Pertama: Keumuman ayat.  Redaksi ayat, baik dari sisi manthuq maupun mafhum-nya, menunjukkan larangan menimbun emas dan perak dengan larangan yang sangat jelas.  Memaknai ayat tersebut dengan menyatakan, “Yang dilarang adalah menimbun emas dan perak tanpa dikeluarkan zakatnya, sedangkan jika dikeluarkan zakatnya, tidak termasuk dalam larangan ayat,” jelas meninggalkan hukum yang terkandung di dalam ayat yang dalalah-nya qath’i. Makna yang terkandung di dalam ayat tersebut bisa dialihkan ke makna lain jika memag ada dalil yang mengalihkan maknanya atau ada dalil yang  menghapusnya.  Hanya saja, tidak ada satupun nash shahih yang mengalihkan pengertiannya maupun yang memungkinkan untuk mengalihkan maknanya.  Sebabnya, dalalah ayat di atas adalah qath’i.  Adapun kemungkinan penghapusan makna ayat, sesungguhnya tidak ada dalil yang menghapus (me-nasakh) ayat itu.  Atas dasar itu, hukum yang terkandung di dalam nas tidak berubah, yakni haram menimbun emas dan perak secara mutlak.

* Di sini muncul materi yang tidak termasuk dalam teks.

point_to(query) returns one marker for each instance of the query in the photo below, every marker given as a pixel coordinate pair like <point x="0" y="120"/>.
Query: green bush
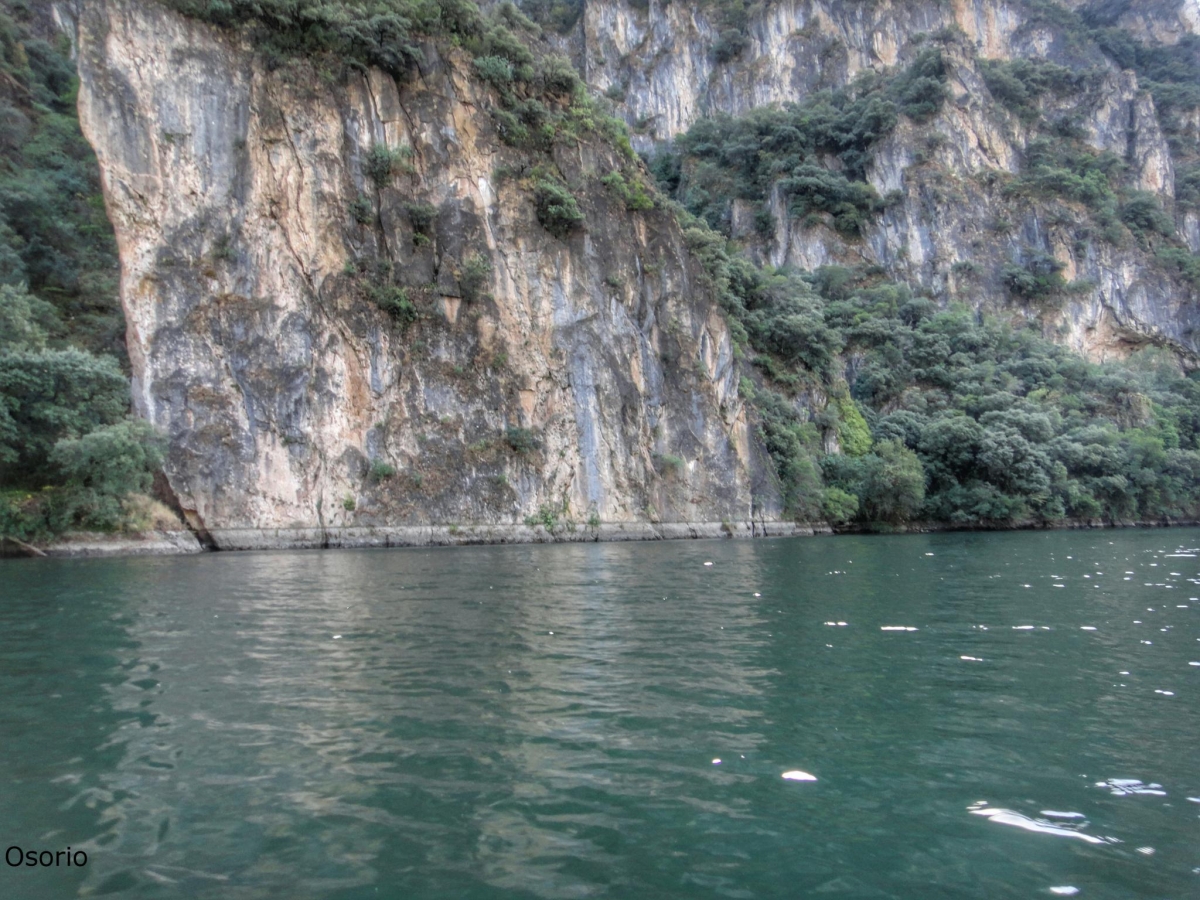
<point x="522" y="441"/>
<point x="839" y="507"/>
<point x="383" y="163"/>
<point x="1038" y="276"/>
<point x="1019" y="84"/>
<point x="557" y="209"/>
<point x="393" y="300"/>
<point x="496" y="71"/>
<point x="723" y="159"/>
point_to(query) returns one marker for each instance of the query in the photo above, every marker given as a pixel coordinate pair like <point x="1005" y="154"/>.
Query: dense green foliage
<point x="724" y="159"/>
<point x="69" y="453"/>
<point x="971" y="421"/>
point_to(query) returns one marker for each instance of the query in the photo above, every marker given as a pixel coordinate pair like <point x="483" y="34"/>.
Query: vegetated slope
<point x="941" y="411"/>
<point x="1044" y="141"/>
<point x="388" y="267"/>
<point x="70" y="454"/>
<point x="420" y="277"/>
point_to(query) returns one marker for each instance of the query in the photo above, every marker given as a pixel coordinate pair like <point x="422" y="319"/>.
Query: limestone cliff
<point x="945" y="178"/>
<point x="579" y="379"/>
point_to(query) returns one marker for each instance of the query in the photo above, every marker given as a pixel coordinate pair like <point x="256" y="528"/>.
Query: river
<point x="993" y="715"/>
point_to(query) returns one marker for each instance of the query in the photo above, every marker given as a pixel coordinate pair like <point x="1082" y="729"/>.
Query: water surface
<point x="985" y="715"/>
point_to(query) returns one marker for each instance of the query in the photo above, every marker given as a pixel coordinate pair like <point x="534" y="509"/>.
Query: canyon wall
<point x="528" y="378"/>
<point x="948" y="228"/>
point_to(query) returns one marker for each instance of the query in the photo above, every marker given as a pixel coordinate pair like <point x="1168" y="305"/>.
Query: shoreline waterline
<point x="184" y="543"/>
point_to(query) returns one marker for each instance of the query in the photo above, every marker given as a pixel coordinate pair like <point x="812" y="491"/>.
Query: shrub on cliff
<point x="557" y="208"/>
<point x="723" y="159"/>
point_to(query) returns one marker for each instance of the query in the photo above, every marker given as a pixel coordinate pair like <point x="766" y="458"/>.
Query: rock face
<point x="948" y="227"/>
<point x="587" y="378"/>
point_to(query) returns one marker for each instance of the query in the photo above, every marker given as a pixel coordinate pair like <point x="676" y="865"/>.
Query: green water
<point x="543" y="721"/>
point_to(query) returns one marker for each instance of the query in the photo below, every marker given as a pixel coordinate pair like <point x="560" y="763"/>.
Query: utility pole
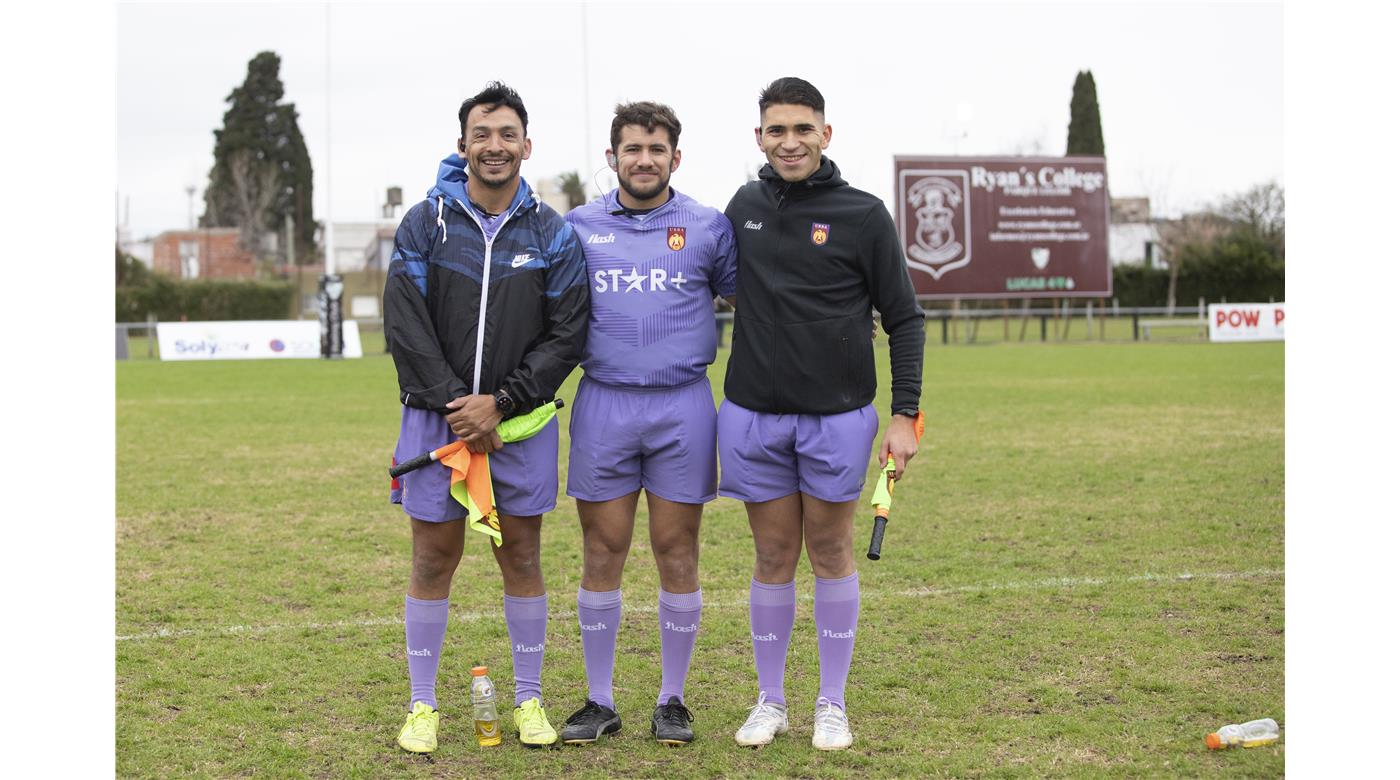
<point x="332" y="287"/>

Kedua: Imam Ahmad meriwayatkan sebuah hadis, dengan isnad shahih, dari Abu Umamah ra. yang berkata:

أَنَّ رَجُلا مِنْ أَهْلِ الصُّفَّةِ تُوَفِيَّ وَتَرَكَ دِينَارًا فَقَالَ رَسُولُ الله صلى الله عَلَيْهِ وَسَلَّمَ لَهُ كَيَّة قَالَ ثمَّ تُوَفي آخَرُ فَتَرَكَ دِينَارَيْنِ فَقَالَ رَسُولُ الله صلى الله عَلَيْهِ وَسَلَّمَ كَيَّتَانِ

Ada seorang laki-laki dari ahlu al-shuffah meninggal dunia.  Ditemukan di dalam bajunya satu dinar.  Rasulullah saw. bersabda, “Kayyah (Cap dari api neraka).” Abu Umamah berkata lagi: Kemudian, seorang laki-laki ahlu al-shuffah yang lain meninggal dunia, dan di balik bajunya ditemuka dua dinar.  Rasulullah saw bersabda, “Dua buah cap dari api neraka.”  (HR Ahmad).

 

Imam ath-Thabari juga menyandarkan riwayat-riwayat yang senada pengertiannya kepada Abu Umamah ra.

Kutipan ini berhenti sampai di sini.